"Lackey, Mercedes - Chrome Circle" - читать интересную книгу автора (Lackey Mercedes)

Tannim started to speak, and had to cough to clear his throat before his voice would work.

"Not—for a long time," he said dazedly.

"Ah," she replied, with a smile tinged with something he could not read.

But then her eyes widened as she looked past his shoulder, and she stepped back in alarm.

Fear lanced him. He whirled to look.

There was nothing there.

Quickly, realizing that she had pulled the oldest trick in the book on him, he turned back.

She was already gone. And so was her car.

Only then did his mind click back into gear, as he sprinted past the broken-down door, and stood where the car had been. There was the imprint of four tires in the grass—but no track-marks leading up to them. There was no sign that the car had actually been driven through the grass to reach that spot, and there had been no sound of a motor.

Belatedly, recognition. The car that had stood there had been the same Mustang that had shadowed him last night.

The grasses waved and parted; he looked down when his subconscious recognized that the shadow there was not a shadow. There was a second black, fingerless driving glove in the grass at his feet.

He picked it up, and immediately banished the thought that he might have dropped last night's glove and not have noticed. That glove had been torn where it had been riveted to the door and he'd ripped it off. This glove, also for the right hand, was intact.

And it, too, contained a small strip of parchment.

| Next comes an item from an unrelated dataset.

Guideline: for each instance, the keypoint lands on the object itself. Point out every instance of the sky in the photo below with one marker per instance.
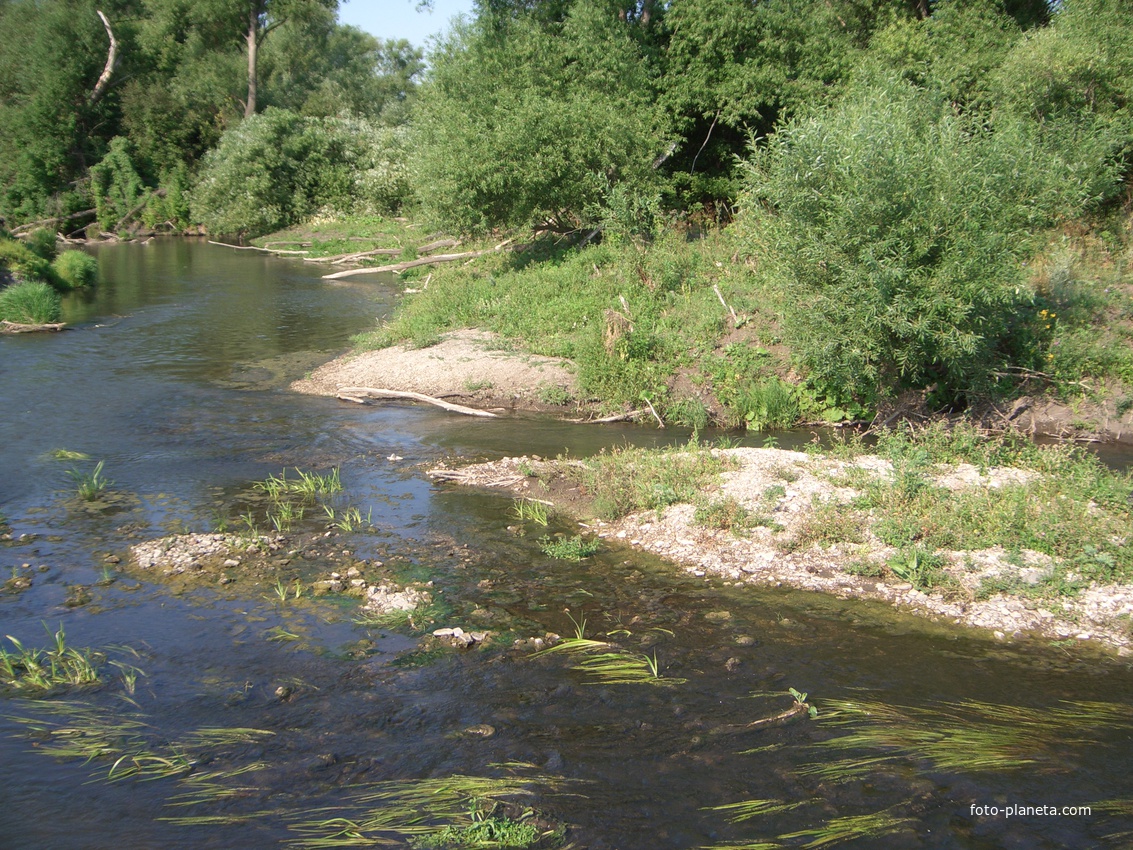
(400, 18)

He took it out, and there was another quotation handwritten there, in the same spidery hand.
* * *
The painful warrior famoused for fight,
After a thousand victories, once foiled,
Is from the books of honour razed quite,
And all the rest forgot for which he toil'd.
Sonnet 25
* * *
He stared at it, the meaning burning arc-light bright in his mind. The challenge has been made. Chicken out of this one—or be defeated—and everything you are and ever were will be erased, and everything you ever did will be forgotten.

CHAPTER FOUR

Tannim tucked the slip of parchment back into the glove with special care. The sun burned down on his head, as the quotation burned in his mind. Of all the ways he'd ever imagined of meeting her, this had never once crossed his mind. He'd pictured himself simply running into her in some exotic place, imagined finding her on his side in a desperate combat, wondered if some day she might simply appear at Fairgrove as a new "employee" even as he had. He had fantasized rescuing her, fighting by her side, having her rescue him, even. It had never once entered his mind that she could be an enemy.

No—not an enemy. Have to call it like it is; I don't know that yet. An opponent, but I can't put her in the "enemy" column yet. Maybe that was wishful thinking, but he couldn't get all those dreams out of his head. Surely they meant something.

Grass swished and crackled behind him, and young Joe moved out of the barn to stand next to him. "There was a lady there a minute ago, wasn't there?" he said, his voice remarkably steady, given the circumstances. "And a car?" In the brilliant sun, his hair looked almost white, and his vividly blue eyes mirrored the Oklahoma sky.

"Uh-huh," Tannim confirmed. "I'm beginning to feel like Prince Charming. She left me another glove."

Joe regarded the glove in Tannim's hand with a dubious expression and made no move to touch it. "I don't think you're gonna have too much luck going around Tulsa getting women to try those on to see if they fit."

Tannim smiled faintly. Not bad; the kid's keeping his sense of humor. "Not as reliable as a glass slipper."